Avec qui l’ANC va-t-il s’associer ? «La préférence aurait été de former une coalition avec de petits partis marginaux pour ne pas avoir à dévier de sa politique», estime François Conradie, analyste sud-africain auprès de Oxford Economics Africa. Mais, avec un score en dessous des pires prévisions pour le parti au pouvoir, cette solution semble désormais exclue pour atteindre une majorité.

Cela ne laisse que trois partenaires potentiels, dont le soutien ne pourra se négocier qu’en échange de difficiles concessions et de postes ministériels. Un gouvernement d’unité avec l’Alliance démocratique (DA), parti de centre droit, offrirait une majorité confortable à l’Assemblée nationale. Son chef, John Steenhuisen, critique acerbe de l’ANC, n’a pas exclu l’idée d’une alliance pour éviter le «chaos» qu’entraînerait, selon lui, une coalition avec d’autres partis de la gauche radicale qui «produirait les mêmes politiques qui ont détruit le Zimbabwe et le Venezuela».

Mais les deux partis ont des positions inconciliables sur plusieurs sujets. Pour l’ANC, ses politiques de discrimination positive de la population noire dans l’économie, censées corriger les inégalités héritées de l’apartheid, sont «non négociables», alors que beaucoup estiment que le DA favorise les intérêts de la minorité blanche et de la classe moyenne, au détriment des plus pauvres. «Il y a aussi des divergences majeures sur les questions de politique internationale», souligne l’analyste Hlengiwe Ndlovu, qui mentionne les conflits à Gaza et en Ukraine.

Ramaphosa sous pression

De l’autre côté de l’échiquier politique, se trouvent deux partis de la gauche populiste qui font trembler les milieux des affaires et les investisseurs : les Combattants pour la liberté économique (EFF) de Julius Malema et le MK de Jacob Zuma. Tous deux prônent la confiscation des terres des fermiers blancs sans compensation et la nationalisation des mines. Julius Malema, le «commandant en chef» de l’EFF qui lorgne le poste de vice-président, a déclaré que son parti, qui a obtenu 9,5 % des voix, était prêt à discuter avec l’ANC. Le MK pose, lui, une condition préalable à tous pourparlers : la démission de Cyril Ramaphosa.

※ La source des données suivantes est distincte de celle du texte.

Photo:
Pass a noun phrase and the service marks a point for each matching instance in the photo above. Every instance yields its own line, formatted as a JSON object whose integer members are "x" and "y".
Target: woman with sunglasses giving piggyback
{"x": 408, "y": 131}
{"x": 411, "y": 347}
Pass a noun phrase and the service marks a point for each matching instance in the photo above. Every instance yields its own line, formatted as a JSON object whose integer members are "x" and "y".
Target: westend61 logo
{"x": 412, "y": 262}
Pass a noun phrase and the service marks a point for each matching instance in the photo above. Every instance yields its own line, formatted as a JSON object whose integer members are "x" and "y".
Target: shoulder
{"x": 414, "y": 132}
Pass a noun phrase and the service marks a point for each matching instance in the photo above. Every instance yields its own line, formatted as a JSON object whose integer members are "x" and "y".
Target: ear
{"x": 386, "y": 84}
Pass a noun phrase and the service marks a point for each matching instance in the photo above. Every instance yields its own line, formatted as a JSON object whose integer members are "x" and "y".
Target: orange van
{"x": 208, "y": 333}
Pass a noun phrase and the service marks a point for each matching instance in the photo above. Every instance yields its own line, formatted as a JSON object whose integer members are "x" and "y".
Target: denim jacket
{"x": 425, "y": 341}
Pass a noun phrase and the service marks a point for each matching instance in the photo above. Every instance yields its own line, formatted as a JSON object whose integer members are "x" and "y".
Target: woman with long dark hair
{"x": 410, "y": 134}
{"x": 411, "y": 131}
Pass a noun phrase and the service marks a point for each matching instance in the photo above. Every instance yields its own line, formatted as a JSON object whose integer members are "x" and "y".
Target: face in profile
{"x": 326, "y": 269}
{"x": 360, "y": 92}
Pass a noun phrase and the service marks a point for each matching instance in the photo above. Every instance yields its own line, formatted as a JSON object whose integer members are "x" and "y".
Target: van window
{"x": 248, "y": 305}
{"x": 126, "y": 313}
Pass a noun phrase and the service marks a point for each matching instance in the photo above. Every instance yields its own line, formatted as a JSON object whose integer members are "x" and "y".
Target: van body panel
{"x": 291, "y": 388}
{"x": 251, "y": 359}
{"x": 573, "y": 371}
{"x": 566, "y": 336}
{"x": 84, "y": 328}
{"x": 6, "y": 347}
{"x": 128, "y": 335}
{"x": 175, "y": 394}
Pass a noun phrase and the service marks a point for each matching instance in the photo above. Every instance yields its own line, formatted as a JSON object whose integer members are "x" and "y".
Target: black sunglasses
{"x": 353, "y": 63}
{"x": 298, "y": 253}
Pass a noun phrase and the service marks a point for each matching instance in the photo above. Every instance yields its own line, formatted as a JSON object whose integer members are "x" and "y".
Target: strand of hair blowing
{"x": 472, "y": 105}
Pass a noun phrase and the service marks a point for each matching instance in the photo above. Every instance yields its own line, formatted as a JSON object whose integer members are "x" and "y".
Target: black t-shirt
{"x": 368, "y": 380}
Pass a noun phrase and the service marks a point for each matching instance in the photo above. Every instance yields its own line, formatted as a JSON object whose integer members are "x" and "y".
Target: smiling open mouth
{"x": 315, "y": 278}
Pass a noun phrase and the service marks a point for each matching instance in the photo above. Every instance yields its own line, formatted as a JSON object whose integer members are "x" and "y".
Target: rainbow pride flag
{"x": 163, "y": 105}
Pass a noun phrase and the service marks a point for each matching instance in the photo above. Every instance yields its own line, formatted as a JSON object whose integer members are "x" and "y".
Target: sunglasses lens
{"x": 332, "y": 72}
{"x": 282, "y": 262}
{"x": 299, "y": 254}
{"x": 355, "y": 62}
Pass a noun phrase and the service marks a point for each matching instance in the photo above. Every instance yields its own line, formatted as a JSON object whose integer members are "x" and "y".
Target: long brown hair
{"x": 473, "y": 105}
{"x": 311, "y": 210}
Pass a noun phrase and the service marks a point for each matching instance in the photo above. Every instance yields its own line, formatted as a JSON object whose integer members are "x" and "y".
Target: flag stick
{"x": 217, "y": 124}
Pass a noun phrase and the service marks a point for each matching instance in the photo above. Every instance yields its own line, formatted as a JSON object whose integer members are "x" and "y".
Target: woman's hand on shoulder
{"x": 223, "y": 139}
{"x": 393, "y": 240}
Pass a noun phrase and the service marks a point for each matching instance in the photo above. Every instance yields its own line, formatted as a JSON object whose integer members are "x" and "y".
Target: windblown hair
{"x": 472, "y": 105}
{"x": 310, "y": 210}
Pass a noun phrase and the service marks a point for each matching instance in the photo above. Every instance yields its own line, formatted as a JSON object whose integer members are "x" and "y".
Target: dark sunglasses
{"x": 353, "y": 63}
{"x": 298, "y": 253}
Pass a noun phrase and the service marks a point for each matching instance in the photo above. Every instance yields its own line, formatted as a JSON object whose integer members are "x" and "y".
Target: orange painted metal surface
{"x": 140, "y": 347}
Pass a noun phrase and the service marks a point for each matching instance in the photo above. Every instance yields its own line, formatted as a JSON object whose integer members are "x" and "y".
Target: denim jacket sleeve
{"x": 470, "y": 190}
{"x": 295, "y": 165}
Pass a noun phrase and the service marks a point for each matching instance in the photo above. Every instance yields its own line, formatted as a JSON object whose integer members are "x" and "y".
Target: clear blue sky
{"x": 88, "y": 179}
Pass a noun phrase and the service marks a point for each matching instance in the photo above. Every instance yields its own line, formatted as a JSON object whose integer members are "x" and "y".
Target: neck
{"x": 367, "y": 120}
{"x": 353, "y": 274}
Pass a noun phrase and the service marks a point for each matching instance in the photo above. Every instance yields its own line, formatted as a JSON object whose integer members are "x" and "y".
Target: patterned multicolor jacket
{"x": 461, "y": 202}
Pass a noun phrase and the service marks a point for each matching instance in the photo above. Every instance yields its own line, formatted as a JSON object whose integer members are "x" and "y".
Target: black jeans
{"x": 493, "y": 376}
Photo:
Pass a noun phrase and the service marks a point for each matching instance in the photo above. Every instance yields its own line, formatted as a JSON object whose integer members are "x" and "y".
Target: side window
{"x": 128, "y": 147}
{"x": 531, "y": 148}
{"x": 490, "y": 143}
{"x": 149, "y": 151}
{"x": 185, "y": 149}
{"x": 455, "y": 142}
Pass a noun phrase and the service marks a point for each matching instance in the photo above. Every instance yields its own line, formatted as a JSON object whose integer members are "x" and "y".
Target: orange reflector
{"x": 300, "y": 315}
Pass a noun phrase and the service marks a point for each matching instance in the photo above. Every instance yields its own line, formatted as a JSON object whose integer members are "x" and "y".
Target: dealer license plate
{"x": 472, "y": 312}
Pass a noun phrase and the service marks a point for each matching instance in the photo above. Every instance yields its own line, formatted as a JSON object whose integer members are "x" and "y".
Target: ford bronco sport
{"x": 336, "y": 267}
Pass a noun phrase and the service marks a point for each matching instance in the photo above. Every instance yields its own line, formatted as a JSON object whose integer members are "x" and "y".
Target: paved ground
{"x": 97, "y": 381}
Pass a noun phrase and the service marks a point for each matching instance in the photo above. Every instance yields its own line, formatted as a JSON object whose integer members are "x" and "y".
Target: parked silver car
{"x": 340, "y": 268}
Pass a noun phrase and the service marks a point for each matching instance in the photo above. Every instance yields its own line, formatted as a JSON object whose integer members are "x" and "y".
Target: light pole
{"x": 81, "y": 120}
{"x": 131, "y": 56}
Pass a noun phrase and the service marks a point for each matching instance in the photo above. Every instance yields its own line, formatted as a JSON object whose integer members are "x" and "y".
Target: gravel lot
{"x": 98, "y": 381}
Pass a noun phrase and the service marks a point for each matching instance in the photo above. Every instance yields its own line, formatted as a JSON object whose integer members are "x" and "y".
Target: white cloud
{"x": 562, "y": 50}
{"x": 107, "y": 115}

Après avoir mené l’ANC à sa pire performance électorale, le président sud-africain est sous pression et fragilisé, y compris au sein de son parti dont les rivalités et divisions internes risquent d’éclater au grand jour. Une coalition, menacée de s’effondrer au moindre désaccord, pourrait aussi entraîner une instabilité.

La proclamation officielle des résultats doit se faire ce dimanche soir. Jacob Zuma a menacé la Commission électorale de «problèmes» et de «colère» de ses partisans, si cette annonce avait lieu avant que toutes les contestations – dont celles déposées par son parti – concernant les résultats aient été résolues. La Constitution stipule que le Parlement dispose ensuite de deux semaines pour siéger et élire un nouveau président.